All,
I'm writing some performance sensitive code, including a 3d vector class that will be doing lots of cross-products. As a long-time C++ programmer, I know all about the evils of macros and the various benefits of inline functions. I've long been under the impression that inline functions should be approximately the same speed as macros. However, in performance testing macro vs inline functions, I've come to an interesting discovery that I hope is the result of me making a stupid mistake somewhere: the macro version of my function appears to be over 8 times as fast as the inline version!

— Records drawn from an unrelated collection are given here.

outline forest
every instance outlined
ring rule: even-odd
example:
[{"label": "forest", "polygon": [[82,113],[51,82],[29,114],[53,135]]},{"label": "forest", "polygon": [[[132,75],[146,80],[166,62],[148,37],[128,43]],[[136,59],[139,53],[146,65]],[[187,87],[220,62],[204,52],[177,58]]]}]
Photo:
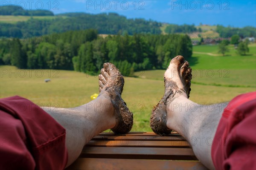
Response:
[{"label": "forest", "polygon": [[75,70],[97,74],[111,62],[122,74],[166,68],[177,55],[190,57],[186,34],[134,34],[103,36],[95,29],[70,31],[30,39],[2,39],[0,64],[23,69]]}]

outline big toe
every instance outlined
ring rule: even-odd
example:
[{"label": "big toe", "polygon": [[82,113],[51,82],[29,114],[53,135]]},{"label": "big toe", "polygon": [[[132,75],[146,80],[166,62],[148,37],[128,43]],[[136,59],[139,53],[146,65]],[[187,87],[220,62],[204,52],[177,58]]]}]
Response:
[{"label": "big toe", "polygon": [[184,62],[184,57],[181,56],[177,56],[172,59],[170,64],[175,63],[180,66]]}]

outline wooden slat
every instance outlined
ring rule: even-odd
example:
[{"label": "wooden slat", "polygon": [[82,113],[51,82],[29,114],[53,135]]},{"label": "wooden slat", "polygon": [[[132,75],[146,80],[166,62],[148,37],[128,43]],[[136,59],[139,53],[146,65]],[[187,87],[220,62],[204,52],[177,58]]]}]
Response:
[{"label": "wooden slat", "polygon": [[154,136],[109,136],[99,135],[95,136],[92,140],[154,140],[154,141],[185,141],[182,136],[162,136],[158,135]]},{"label": "wooden slat", "polygon": [[89,141],[87,144],[90,146],[105,146],[105,147],[189,147],[190,145],[187,141],[148,141],[144,140],[137,141]]},{"label": "wooden slat", "polygon": [[67,170],[206,170],[196,161],[79,158]]},{"label": "wooden slat", "polygon": [[169,160],[197,160],[191,148],[85,147],[80,157]]},{"label": "wooden slat", "polygon": [[167,136],[153,132],[117,135],[104,133],[84,146],[68,170],[207,169],[189,143],[176,132]]}]

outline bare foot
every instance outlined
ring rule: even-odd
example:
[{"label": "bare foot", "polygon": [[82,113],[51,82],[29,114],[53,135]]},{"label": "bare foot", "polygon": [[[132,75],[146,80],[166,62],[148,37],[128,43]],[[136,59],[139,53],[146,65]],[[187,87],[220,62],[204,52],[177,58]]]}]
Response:
[{"label": "bare foot", "polygon": [[150,117],[150,126],[156,133],[164,135],[172,132],[166,125],[166,105],[175,97],[183,95],[189,97],[191,71],[189,62],[184,61],[183,57],[177,56],[171,61],[164,74],[164,94],[153,109]]},{"label": "bare foot", "polygon": [[132,127],[133,117],[132,113],[121,97],[125,84],[124,78],[115,65],[109,62],[104,63],[100,72],[99,96],[108,96],[114,108],[116,123],[111,130],[115,133],[127,133]]}]

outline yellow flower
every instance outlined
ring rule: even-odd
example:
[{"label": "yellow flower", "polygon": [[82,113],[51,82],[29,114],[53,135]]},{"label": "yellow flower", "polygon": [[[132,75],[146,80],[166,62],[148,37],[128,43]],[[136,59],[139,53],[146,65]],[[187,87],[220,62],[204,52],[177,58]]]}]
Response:
[{"label": "yellow flower", "polygon": [[94,99],[96,99],[97,98],[97,97],[98,97],[98,96],[99,96],[99,94],[95,93],[91,96],[91,99],[92,100],[94,100]]}]

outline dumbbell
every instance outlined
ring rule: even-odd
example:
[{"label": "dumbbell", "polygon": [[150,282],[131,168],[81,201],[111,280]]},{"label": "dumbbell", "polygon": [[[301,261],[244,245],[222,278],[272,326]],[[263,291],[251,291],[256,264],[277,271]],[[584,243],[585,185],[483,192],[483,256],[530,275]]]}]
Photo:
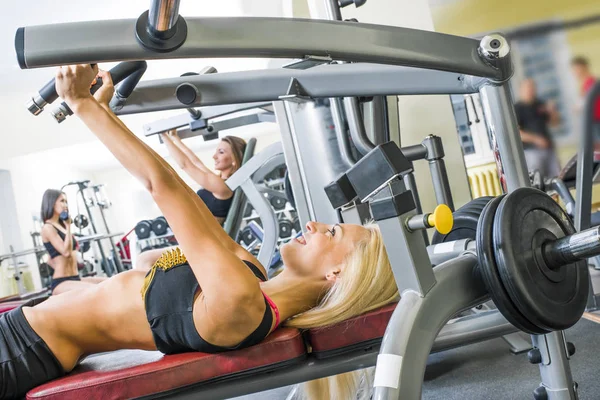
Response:
[{"label": "dumbbell", "polygon": [[152,231],[152,222],[148,220],[142,220],[135,226],[135,234],[138,239],[148,239],[150,232]]},{"label": "dumbbell", "polygon": [[292,221],[288,219],[279,220],[279,237],[280,238],[289,238],[292,236],[292,230],[294,229],[294,224]]},{"label": "dumbbell", "polygon": [[157,217],[152,221],[152,232],[156,236],[161,236],[167,233],[167,228],[169,224],[167,223],[167,219],[165,217]]}]

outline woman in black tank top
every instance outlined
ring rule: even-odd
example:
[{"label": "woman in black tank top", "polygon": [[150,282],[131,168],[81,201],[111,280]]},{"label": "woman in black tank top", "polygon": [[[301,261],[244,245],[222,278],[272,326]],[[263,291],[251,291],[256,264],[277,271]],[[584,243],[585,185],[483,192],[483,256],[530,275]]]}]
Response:
[{"label": "woman in black tank top", "polygon": [[[80,278],[77,269],[77,241],[71,233],[67,196],[60,190],[48,189],[42,198],[42,242],[48,251],[48,264],[54,270],[50,290],[60,294],[96,285],[106,278]],[[61,218],[62,217],[62,218]]]},{"label": "woman in black tank top", "polygon": [[[225,222],[233,201],[233,192],[225,181],[242,164],[246,142],[237,136],[225,136],[215,150],[213,160],[217,173],[208,169],[194,152],[183,144],[173,129],[162,135],[169,154],[179,168],[189,175],[202,188],[196,193],[221,225]],[[166,249],[149,250],[142,253],[135,262],[137,269],[147,270],[165,252]]]},{"label": "woman in black tank top", "polygon": [[236,136],[222,138],[213,155],[214,169],[217,171],[215,173],[208,169],[189,147],[183,144],[176,130],[162,134],[162,139],[179,168],[202,187],[197,192],[198,196],[222,224],[227,217],[233,198],[233,192],[225,184],[225,181],[242,164],[246,142]]}]

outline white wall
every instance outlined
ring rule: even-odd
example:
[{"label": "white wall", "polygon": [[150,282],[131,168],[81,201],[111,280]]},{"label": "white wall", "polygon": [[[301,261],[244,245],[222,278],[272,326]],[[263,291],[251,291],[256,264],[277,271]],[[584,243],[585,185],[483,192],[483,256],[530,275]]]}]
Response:
[{"label": "white wall", "polygon": [[[238,135],[245,139],[250,137],[257,138],[256,152],[260,152],[265,146],[279,141],[279,130],[275,124],[260,124],[255,131],[234,132],[229,130],[223,132],[225,134]],[[187,139],[188,144],[195,153],[200,157],[202,162],[209,168],[213,168],[214,162],[212,156],[218,141],[210,141],[203,143],[201,139]],[[198,144],[200,144],[198,146]],[[169,162],[175,171],[183,178],[183,180],[194,190],[198,190],[200,186],[192,181],[173,160],[166,156],[165,159]],[[142,219],[153,219],[162,215],[158,206],[152,200],[150,194],[145,188],[124,168],[116,167],[95,171],[93,181],[95,184],[104,184],[106,194],[109,197],[113,207],[106,213],[107,221],[112,232],[127,233],[134,228]]]},{"label": "white wall", "polygon": [[[323,0],[307,1],[313,18],[326,19]],[[354,6],[342,9],[342,17],[356,18],[363,23],[434,30],[427,0],[371,0],[358,9]],[[458,208],[471,200],[449,96],[403,96],[399,98],[398,108],[401,145],[420,143],[430,134],[440,136],[446,153],[445,162],[454,204]],[[432,211],[436,206],[435,192],[425,162],[415,164],[415,178],[423,211]]]}]

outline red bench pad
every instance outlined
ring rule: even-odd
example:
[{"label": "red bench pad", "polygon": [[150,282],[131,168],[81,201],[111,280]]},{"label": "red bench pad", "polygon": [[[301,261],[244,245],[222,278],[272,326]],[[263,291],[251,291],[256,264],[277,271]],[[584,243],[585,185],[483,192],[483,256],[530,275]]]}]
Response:
[{"label": "red bench pad", "polygon": [[313,353],[381,339],[398,303],[391,303],[335,325],[313,328],[306,332]]},{"label": "red bench pad", "polygon": [[157,351],[122,350],[84,360],[69,375],[30,390],[27,399],[141,397],[286,361],[300,361],[305,354],[302,335],[292,328],[280,328],[256,346],[219,354],[163,355]]}]

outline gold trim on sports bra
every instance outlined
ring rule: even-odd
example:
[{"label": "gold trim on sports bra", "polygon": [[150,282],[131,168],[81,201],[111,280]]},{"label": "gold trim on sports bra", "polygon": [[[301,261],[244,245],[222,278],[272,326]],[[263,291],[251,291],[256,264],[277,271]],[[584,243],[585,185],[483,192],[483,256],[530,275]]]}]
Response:
[{"label": "gold trim on sports bra", "polygon": [[158,260],[152,265],[148,274],[146,274],[146,278],[144,279],[144,285],[142,286],[142,300],[146,299],[146,292],[150,287],[150,283],[152,279],[154,279],[154,274],[156,273],[156,269],[160,268],[163,271],[167,271],[173,267],[176,267],[181,264],[187,263],[187,258],[185,254],[181,252],[179,247],[175,247],[173,250],[165,251]]}]

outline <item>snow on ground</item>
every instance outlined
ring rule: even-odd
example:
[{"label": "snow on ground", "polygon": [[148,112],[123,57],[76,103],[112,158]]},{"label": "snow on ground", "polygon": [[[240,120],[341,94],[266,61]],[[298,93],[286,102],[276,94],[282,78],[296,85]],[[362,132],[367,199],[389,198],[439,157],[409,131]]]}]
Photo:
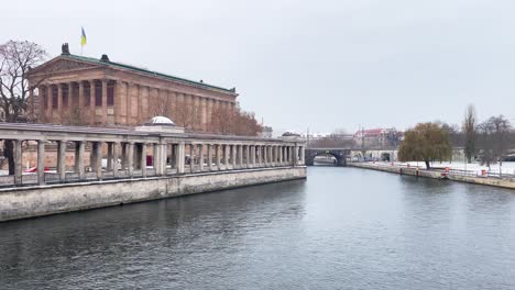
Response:
[{"label": "snow on ground", "polygon": [[[381,164],[384,166],[392,166],[392,163],[375,163],[375,164]],[[395,166],[407,166],[409,164],[410,167],[416,167],[418,166],[419,168],[424,169],[426,168],[426,165],[424,161],[408,161],[408,163],[394,163]],[[468,171],[475,171],[478,175],[481,174],[481,170],[486,170],[489,171],[489,167],[486,166],[481,166],[479,163],[472,163],[472,164],[464,164],[462,161],[453,161],[453,163],[432,163],[431,167],[439,167],[439,168],[446,168],[449,167],[449,169],[456,169],[456,170],[468,170]],[[492,164],[490,166],[490,172],[496,174],[502,170],[503,174],[507,175],[515,175],[515,163],[503,163],[503,166],[500,167],[500,164]]]}]

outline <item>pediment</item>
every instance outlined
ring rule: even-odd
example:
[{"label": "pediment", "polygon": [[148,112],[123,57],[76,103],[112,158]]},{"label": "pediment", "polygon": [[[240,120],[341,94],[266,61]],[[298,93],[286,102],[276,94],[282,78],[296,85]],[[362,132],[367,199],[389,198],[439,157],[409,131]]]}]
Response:
[{"label": "pediment", "polygon": [[75,59],[63,59],[54,58],[31,71],[31,75],[35,74],[56,74],[56,72],[66,72],[66,71],[77,71],[84,69],[90,69],[99,67],[95,64],[88,64],[86,62],[75,60]]}]

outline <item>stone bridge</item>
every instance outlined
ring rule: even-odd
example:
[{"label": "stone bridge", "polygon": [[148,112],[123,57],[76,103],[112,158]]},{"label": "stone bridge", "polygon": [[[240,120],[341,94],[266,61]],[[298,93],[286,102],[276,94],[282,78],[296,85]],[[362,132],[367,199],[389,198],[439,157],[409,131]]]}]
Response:
[{"label": "stone bridge", "polygon": [[305,164],[313,166],[315,164],[315,157],[321,155],[333,156],[337,160],[337,166],[347,166],[347,157],[350,156],[351,149],[348,148],[306,148]]},{"label": "stone bridge", "polygon": [[[1,187],[296,167],[304,165],[305,147],[297,137],[185,133],[171,124],[120,129],[0,123],[0,140],[14,148],[14,175],[0,176]],[[25,165],[32,170],[24,170]]]}]

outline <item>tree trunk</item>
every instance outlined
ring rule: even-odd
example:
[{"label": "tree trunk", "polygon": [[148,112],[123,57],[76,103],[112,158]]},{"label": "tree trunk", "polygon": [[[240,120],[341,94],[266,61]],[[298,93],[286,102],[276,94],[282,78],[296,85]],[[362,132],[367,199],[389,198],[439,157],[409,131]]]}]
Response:
[{"label": "tree trunk", "polygon": [[14,143],[11,140],[3,142],[3,157],[9,161],[9,175],[14,175]]}]

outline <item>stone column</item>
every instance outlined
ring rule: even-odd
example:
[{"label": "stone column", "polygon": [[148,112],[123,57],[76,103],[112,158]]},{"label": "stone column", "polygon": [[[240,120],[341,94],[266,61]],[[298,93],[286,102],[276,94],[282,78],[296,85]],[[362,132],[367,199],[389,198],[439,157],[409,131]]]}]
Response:
[{"label": "stone column", "polygon": [[250,167],[250,146],[249,145],[245,145],[244,146],[245,148],[245,167],[249,168]]},{"label": "stone column", "polygon": [[128,147],[129,148],[127,153],[127,167],[129,169],[129,176],[132,177],[134,175],[134,143],[129,143]]},{"label": "stone column", "polygon": [[255,167],[255,146],[250,145],[249,149],[250,149],[250,165],[251,167]]},{"label": "stone column", "polygon": [[141,169],[141,143],[134,144],[134,169]]},{"label": "stone column", "polygon": [[114,124],[120,124],[120,108],[121,108],[121,93],[120,93],[120,83],[121,81],[119,80],[116,80],[114,81],[114,89],[112,90],[113,91],[113,104],[112,104],[112,109],[113,109],[113,113],[114,113]]},{"label": "stone column", "polygon": [[37,141],[37,185],[45,185],[45,141]]},{"label": "stone column", "polygon": [[128,166],[128,164],[127,164],[127,161],[128,161],[127,160],[127,143],[121,143],[120,145],[121,145],[121,167],[122,167],[121,169],[123,171],[125,171],[127,166]]},{"label": "stone column", "polygon": [[238,165],[243,168],[243,145],[238,145]]},{"label": "stone column", "polygon": [[107,171],[112,170],[112,142],[108,142],[108,158],[107,158]]},{"label": "stone column", "polygon": [[177,172],[184,174],[184,142],[177,145]]},{"label": "stone column", "polygon": [[108,80],[102,79],[102,124],[107,124],[107,85]]},{"label": "stone column", "polygon": [[[46,100],[45,100],[45,98],[44,98],[45,93],[46,93],[46,87],[40,86],[37,88],[37,97],[40,98],[39,99],[39,102],[40,102],[39,103],[39,105],[40,105],[39,109],[40,109],[40,111],[37,112],[39,118],[43,118],[46,114],[45,107],[48,103],[48,96],[46,97]],[[46,103],[44,101],[46,101]]]},{"label": "stone column", "polygon": [[14,183],[21,185],[22,183],[22,141],[14,140]]},{"label": "stone column", "polygon": [[74,82],[68,82],[68,104],[66,110],[72,112],[74,109]]},{"label": "stone column", "polygon": [[97,142],[97,179],[103,178],[102,174],[102,145],[103,142]]},{"label": "stone column", "polygon": [[223,165],[226,166],[226,170],[229,169],[229,145],[223,145]]},{"label": "stone column", "polygon": [[207,152],[208,152],[208,169],[209,171],[212,170],[212,148],[211,144],[207,145]]},{"label": "stone column", "polygon": [[[77,144],[75,145],[77,146]],[[76,163],[76,170],[79,175],[79,179],[86,179],[86,172],[84,171],[84,152],[86,150],[86,142],[79,141],[78,142],[78,149],[75,154],[75,163]]]},{"label": "stone column", "polygon": [[305,150],[304,150],[304,146],[298,147],[298,149],[300,150],[300,159],[299,159],[298,164],[299,164],[299,165],[304,165],[304,164],[305,164]]},{"label": "stone column", "polygon": [[204,132],[207,131],[207,99],[200,98],[200,122]]},{"label": "stone column", "polygon": [[132,124],[132,94],[136,90],[136,86],[133,82],[130,82],[127,86],[127,123]]},{"label": "stone column", "polygon": [[52,89],[52,85],[46,87],[46,116],[48,118],[48,122],[53,120],[53,104],[54,104],[54,91]]},{"label": "stone column", "polygon": [[297,166],[298,164],[298,146],[294,146],[294,160],[293,160],[293,165],[294,166]]},{"label": "stone column", "polygon": [[57,141],[57,172],[59,181],[66,181],[66,141]]},{"label": "stone column", "polygon": [[235,165],[237,165],[237,145],[230,145],[230,148],[231,148],[231,166],[232,166],[232,169],[235,169]]},{"label": "stone column", "polygon": [[141,144],[141,155],[140,155],[140,164],[141,164],[141,176],[146,177],[146,143]]},{"label": "stone column", "polygon": [[198,145],[198,166],[200,168],[200,172],[204,171],[204,145]]},{"label": "stone column", "polygon": [[30,115],[34,115],[34,89],[29,89],[29,112]]},{"label": "stone column", "polygon": [[[78,81],[79,85],[79,103],[78,103],[78,110],[80,112],[80,116],[83,116],[83,111],[84,111],[84,83],[81,80]],[[84,120],[80,120],[84,122]]]},{"label": "stone column", "polygon": [[95,79],[89,81],[89,124],[94,125],[97,119],[97,89],[95,86]]},{"label": "stone column", "polygon": [[195,146],[194,144],[189,144],[189,172],[195,171]]},{"label": "stone column", "polygon": [[63,86],[57,83],[57,115],[59,123],[63,122]]},{"label": "stone column", "polygon": [[283,160],[283,146],[280,146],[278,147],[278,159],[280,159],[280,165],[284,165],[284,160]]},{"label": "stone column", "polygon": [[215,156],[217,160],[217,170],[220,170],[220,144],[215,145]]},{"label": "stone column", "polygon": [[211,132],[212,131],[212,103],[213,101],[211,99],[206,99],[207,101],[207,113],[206,113],[206,131]]},{"label": "stone column", "polygon": [[118,172],[118,147],[120,146],[120,143],[118,142],[112,142],[109,143],[112,147],[112,158],[113,158],[113,166],[112,166],[112,175],[114,178],[118,178],[120,174]]},{"label": "stone column", "polygon": [[161,157],[160,157],[160,144],[154,143],[153,148],[152,148],[152,166],[154,167],[155,175],[161,176],[163,172],[161,172]]}]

First, a ridiculously trimmed down version of a simple vector class:
class Vector3d { public: double m_tX, m_tY, m_tZ; Vector3d() : m_tX(0), m_tY(0), m_tZ(0) {} Vector3d(const double &tX, const double &tY, const double &tZ): m_tX(tX), m_tY(tY), m_tZ(tZ) {} static inline void CrossAndAssign ( const Vector3d& cV1, const Vector3d& cV2, Vector3d& cV ) { cV.m_tX = cV1.m_tY * cV2.m_tZ - cV1.m_tZ * cV2.m_tY; cV.m_tY = cV1.m_tZ * cV2.m_tX - cV1.m_tX * cV2.m_tZ; cV.m_tZ = cV1.m_tX * cV2.m_tY - cV1.m_tY * cV2.m_tX; } #define FastVectorCrossAndAssign(cV1,cV2,cVOut) { \ cVOut.m_tX = cV1.m_tY * cV2.m_tZ - cV1.m_tZ * cV2.m_tY; \ cVOut.m_tY = cV1.m_tZ * cV2.m_tX - cV1.m_tX * cV2.m_tZ; \ cVOut.m_tZ = cV1.m_tX * cV2.m_tY - cV1.m_tY * cV2.m_tX; } }; Here's my sample benchmarking code:
Vector3d right; Vector3d forward(1.0, 2.2, 3.6); Vector3d up(3.2, 1.4, 23.6);
clock_t start = clock(); for (long l=0; l < 100000000; l++) { Vector3d::CrossAndAssign(forward, up, right); // static inline version } clock_t end = clock(); std::cout << end - start << endl; clock_t start2 = clock(); for (long l=0; l<100000000; l++) { FastVectorCrossAndAssign(forward, up, right); // macro version } clock_t end2 = clock(); std::cout << end2 - start2 << endl; The end result: With optimizations turned completely off, the inline version takes 3200 ticks, and the macro version 500 ticks... With optimization turned on (/O2, maximize speed, and other speed tweaks), I can get the inline version down to 1100 ticks, which is better but still not the same.
So I appeal to all of you: is this really true? Have I made a stupid mistake somewhere? Or are inline functions really this much slower -- and if so, why?